Spotts conducted additional listening tours during the development of the 2024 Transportation Levy, the eight-year $1.55 billion funding package to enhance the city’s transportation infrastructure including building sidewalks, paving streets, repairing bridges, and improving transit connections. In November 2024, Seattle residents approved the Transportation Levy with over 66 percent of the vote, a result of the broad-based supportive coalition assembled over the previous year.



SDOT Accomplishments Under Director Greg Spotts’ Leadership:
- Launched program to distribute free ORCA cards made available to more than 10,000 Seattle Housing Authority residents.
- Completed life cycle assessments of all bridges owned by SDOT and accelerated bridge seismic retrofit program. Completed several projects to renovate the electrical, hydraulic and mechanical systems that operate the Spokane Street Swing Bridge.
- Appointed SDOT’s first Chief Climate Officer and published the Climate Change Response Framework to reduce transportation emissions in Seattle.
- Launched an initiative to ‘Right Size, Then Electrify’SDOT’s fleet and advance fleet electrification with the City’s Finance & Administrative Services as a part of the City’s overall climate goals.
- Secured roughly $185 million in federal, state, and regional grants including $26 million for street safety projects.
- Published 2024 update to SDOT’s Vision Zero Action Plan to detail concrete actions to enhance transportation safety on Seattle’s streets over the next three years.
- Added No-Turn-On-Red safety enhancement at 130 more intersections around Downtown Seattle and other high-priority locations, exceeding the commitment made in the Vision Zero Action Plan. Created a new policy to make this a more standard practice citywide.
- Installed pedestrian-first walk signals (leading pedestrian intervals) at over 100 new intersections in 2024. These proven safety upgrades are now activated at 80 percent the traffic signals in Seattle.
- Prioritized advancing bicycle and pedestrian safety projects in South Seattle including the MLK Jr Way Safety Project, Beacon Ave S and 15th Ave S Safety Project, Georgetown to Downtown Safety Project, and Georgetown to South Park Safety Project.
- Installed Seattle’s first protected bike intersection and created an Even Better Bike Lane pilot program to upgrade paint and plastic-post bike lanes with concrete protection.
- Built over 50 new sidewalk blocks and prioritized repairing sidewalks without damaging mature healthy trees.
- Reached a major milestone for Safe Routes to School, completing one or more upgrades at every public K-12 school in Seattle during the Levy to Move Seattle.
- Broke ground on over 180 construction projects. This included over 30 projects in 2024, roughly 2.5 times the typical previous pace of construction.

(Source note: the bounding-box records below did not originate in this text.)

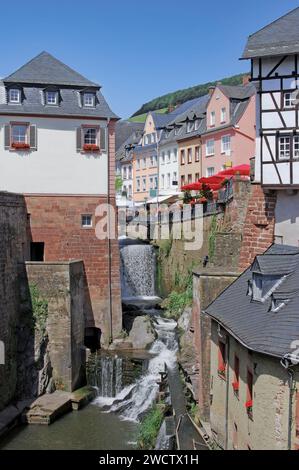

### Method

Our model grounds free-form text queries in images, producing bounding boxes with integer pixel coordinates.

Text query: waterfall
[120,242,156,300]
[95,317,178,421]
[89,355,123,398]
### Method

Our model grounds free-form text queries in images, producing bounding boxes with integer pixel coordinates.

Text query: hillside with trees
[132,73,247,118]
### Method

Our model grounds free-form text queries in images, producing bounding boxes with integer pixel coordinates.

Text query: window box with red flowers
[245,400,253,419]
[232,382,240,397]
[218,365,226,379]
[11,142,30,150]
[83,144,100,152]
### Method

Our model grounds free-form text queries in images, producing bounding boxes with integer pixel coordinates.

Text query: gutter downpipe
[107,118,113,344]
[287,368,294,450]
[225,336,230,450]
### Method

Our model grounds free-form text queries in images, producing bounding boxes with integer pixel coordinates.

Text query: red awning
[218,165,250,176]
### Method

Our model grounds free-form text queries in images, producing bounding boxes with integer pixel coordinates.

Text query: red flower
[232,382,240,392]
[83,144,100,152]
[11,142,30,149]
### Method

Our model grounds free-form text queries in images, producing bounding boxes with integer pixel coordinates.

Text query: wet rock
[178,307,199,398]
[128,315,156,349]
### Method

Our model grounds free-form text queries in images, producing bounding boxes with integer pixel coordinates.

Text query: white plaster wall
[0,116,108,195]
[275,191,299,247]
[159,142,179,195]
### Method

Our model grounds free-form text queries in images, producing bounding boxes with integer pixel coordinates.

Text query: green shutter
[4,124,11,149]
[100,127,107,151]
[29,125,37,150]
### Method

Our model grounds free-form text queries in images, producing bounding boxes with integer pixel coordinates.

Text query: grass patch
[162,268,193,320]
[29,284,48,337]
[137,404,164,450]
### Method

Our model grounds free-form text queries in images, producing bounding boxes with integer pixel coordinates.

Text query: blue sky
[0,0,299,117]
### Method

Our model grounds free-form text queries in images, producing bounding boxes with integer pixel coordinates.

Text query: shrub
[137,405,164,450]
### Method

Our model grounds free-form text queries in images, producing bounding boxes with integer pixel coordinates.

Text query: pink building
[202,84,256,176]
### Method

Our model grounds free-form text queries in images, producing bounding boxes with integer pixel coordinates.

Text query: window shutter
[100,127,107,150]
[77,127,82,152]
[4,124,11,149]
[29,125,37,150]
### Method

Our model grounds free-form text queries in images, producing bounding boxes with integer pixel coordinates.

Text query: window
[46,91,58,106]
[293,135,299,158]
[252,273,284,302]
[218,340,226,379]
[11,124,28,145]
[81,214,92,228]
[83,127,98,145]
[232,355,240,397]
[187,121,194,134]
[83,93,95,108]
[167,173,171,189]
[30,242,45,263]
[181,150,185,165]
[8,88,21,103]
[245,369,253,419]
[284,90,297,108]
[221,135,231,155]
[206,139,215,157]
[142,176,146,191]
[278,136,291,160]
[210,111,216,126]
[220,108,226,124]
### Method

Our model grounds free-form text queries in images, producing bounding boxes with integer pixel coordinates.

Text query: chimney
[242,75,250,85]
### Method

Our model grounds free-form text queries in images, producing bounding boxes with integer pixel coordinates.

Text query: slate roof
[4,51,100,88]
[242,7,299,59]
[0,52,118,119]
[205,245,299,358]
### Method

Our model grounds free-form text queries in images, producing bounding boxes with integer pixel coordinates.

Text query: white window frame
[8,88,21,104]
[83,92,96,108]
[278,135,292,161]
[81,214,93,229]
[221,134,231,155]
[206,139,215,157]
[283,90,298,108]
[10,122,29,144]
[46,91,58,106]
[210,111,216,126]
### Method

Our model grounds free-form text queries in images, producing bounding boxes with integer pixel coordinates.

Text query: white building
[243,8,299,246]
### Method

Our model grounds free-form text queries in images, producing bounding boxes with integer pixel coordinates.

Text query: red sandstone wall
[25,121,122,346]
[239,184,276,271]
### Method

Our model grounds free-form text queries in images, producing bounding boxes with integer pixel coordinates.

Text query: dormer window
[83,93,96,108]
[252,273,284,302]
[8,88,21,104]
[46,91,58,106]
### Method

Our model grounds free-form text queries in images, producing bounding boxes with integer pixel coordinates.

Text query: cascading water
[120,243,156,300]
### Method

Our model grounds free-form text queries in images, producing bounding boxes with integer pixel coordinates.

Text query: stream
[0,241,183,450]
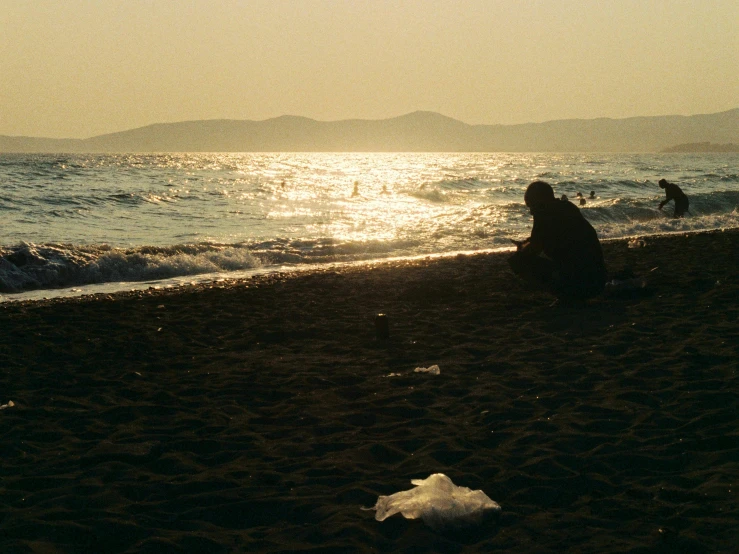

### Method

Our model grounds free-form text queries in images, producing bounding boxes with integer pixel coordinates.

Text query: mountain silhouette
[0,108,739,153]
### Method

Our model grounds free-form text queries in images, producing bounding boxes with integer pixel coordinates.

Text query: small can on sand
[375,314,390,340]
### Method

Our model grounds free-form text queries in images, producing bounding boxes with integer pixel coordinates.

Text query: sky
[0,0,739,138]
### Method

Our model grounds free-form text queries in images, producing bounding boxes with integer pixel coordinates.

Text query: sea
[0,153,739,302]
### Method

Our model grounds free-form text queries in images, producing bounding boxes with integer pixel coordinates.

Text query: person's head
[523,181,555,212]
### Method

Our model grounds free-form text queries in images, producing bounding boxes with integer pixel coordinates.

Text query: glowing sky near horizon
[0,0,739,138]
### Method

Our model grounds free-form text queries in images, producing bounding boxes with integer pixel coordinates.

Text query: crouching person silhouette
[508,181,606,301]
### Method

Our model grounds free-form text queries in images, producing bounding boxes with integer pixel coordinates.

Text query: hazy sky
[0,0,739,138]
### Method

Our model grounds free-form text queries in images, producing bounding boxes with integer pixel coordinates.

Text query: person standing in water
[659,179,690,217]
[508,181,607,300]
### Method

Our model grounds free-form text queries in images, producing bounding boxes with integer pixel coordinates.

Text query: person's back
[531,195,606,297]
[509,181,606,298]
[659,179,690,217]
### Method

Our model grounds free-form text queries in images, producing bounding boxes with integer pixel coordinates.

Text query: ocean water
[0,153,739,301]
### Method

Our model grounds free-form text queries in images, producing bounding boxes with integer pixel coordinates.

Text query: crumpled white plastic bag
[366,473,500,529]
[413,365,441,375]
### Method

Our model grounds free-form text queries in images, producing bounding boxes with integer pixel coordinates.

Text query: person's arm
[516,224,544,256]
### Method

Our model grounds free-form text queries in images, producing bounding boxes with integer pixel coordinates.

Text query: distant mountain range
[0,108,739,153]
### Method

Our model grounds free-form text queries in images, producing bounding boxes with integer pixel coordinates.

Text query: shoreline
[0,227,739,306]
[0,229,739,553]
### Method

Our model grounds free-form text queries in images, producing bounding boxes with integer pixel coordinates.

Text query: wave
[0,238,430,293]
[0,243,261,293]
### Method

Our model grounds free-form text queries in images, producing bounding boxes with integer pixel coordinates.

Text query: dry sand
[0,231,739,554]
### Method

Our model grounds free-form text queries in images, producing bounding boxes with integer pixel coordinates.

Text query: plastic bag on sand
[413,365,441,375]
[367,473,500,529]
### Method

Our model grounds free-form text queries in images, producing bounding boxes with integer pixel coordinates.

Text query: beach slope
[0,231,739,553]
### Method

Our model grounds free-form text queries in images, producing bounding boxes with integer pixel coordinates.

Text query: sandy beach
[0,230,739,554]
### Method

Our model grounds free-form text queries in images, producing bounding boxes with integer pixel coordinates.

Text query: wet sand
[0,227,739,554]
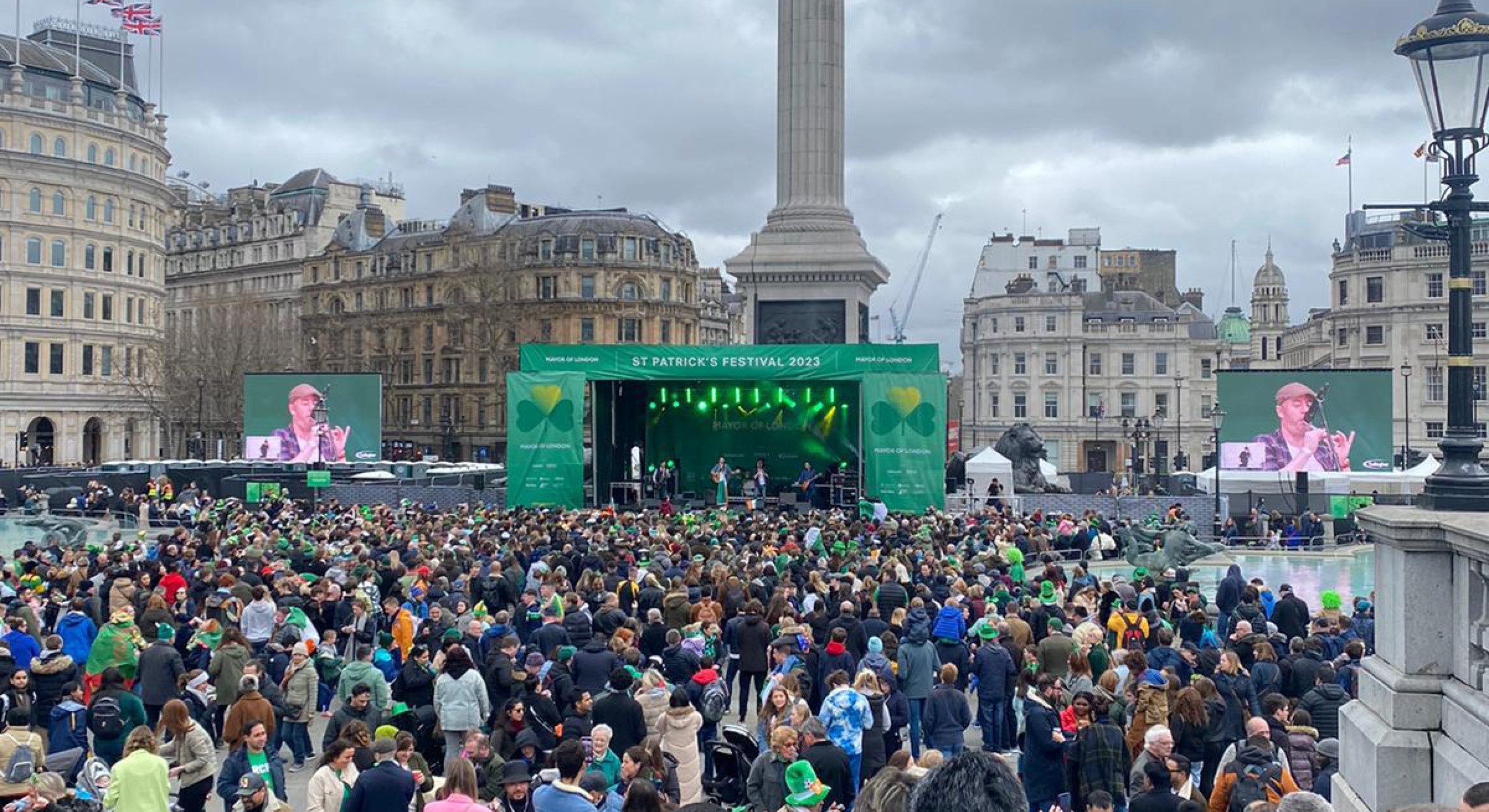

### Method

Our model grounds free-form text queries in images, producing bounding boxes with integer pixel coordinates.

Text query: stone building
[161,168,403,456]
[301,186,704,460]
[0,20,171,464]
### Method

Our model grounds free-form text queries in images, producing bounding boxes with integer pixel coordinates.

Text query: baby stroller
[719,724,760,775]
[703,739,752,808]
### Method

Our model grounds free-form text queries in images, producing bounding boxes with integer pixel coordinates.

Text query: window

- Created music venue parking and loading zones for performers and established a permanent program for outdoor dining, vending, merchandise display, and street closure permits.
- Published the full Seattle Transportation Plan, which was unanimously approved by the Seattle City Council, detailing the City’s 20-year vision for transportation in Seattle based on years of public input and engagement.
- Developed the 2024 Seattle Transportation Levy in partnership with incoming Interim SDOT Director Adiam Emery, which was proposed by the Mayor, sent to Seattle voters by the Seattle City Council, and overwhelmingly approved by 66% of voters in November 2024.
- Helped launch the Mayor’s Downtown Activation Plan, and supported projects to revitalize the city center with lighting along 3rd Avenue and marvelous murals in and around Downtown Seattle, from Belltown to SODO to the Chinatown-International District.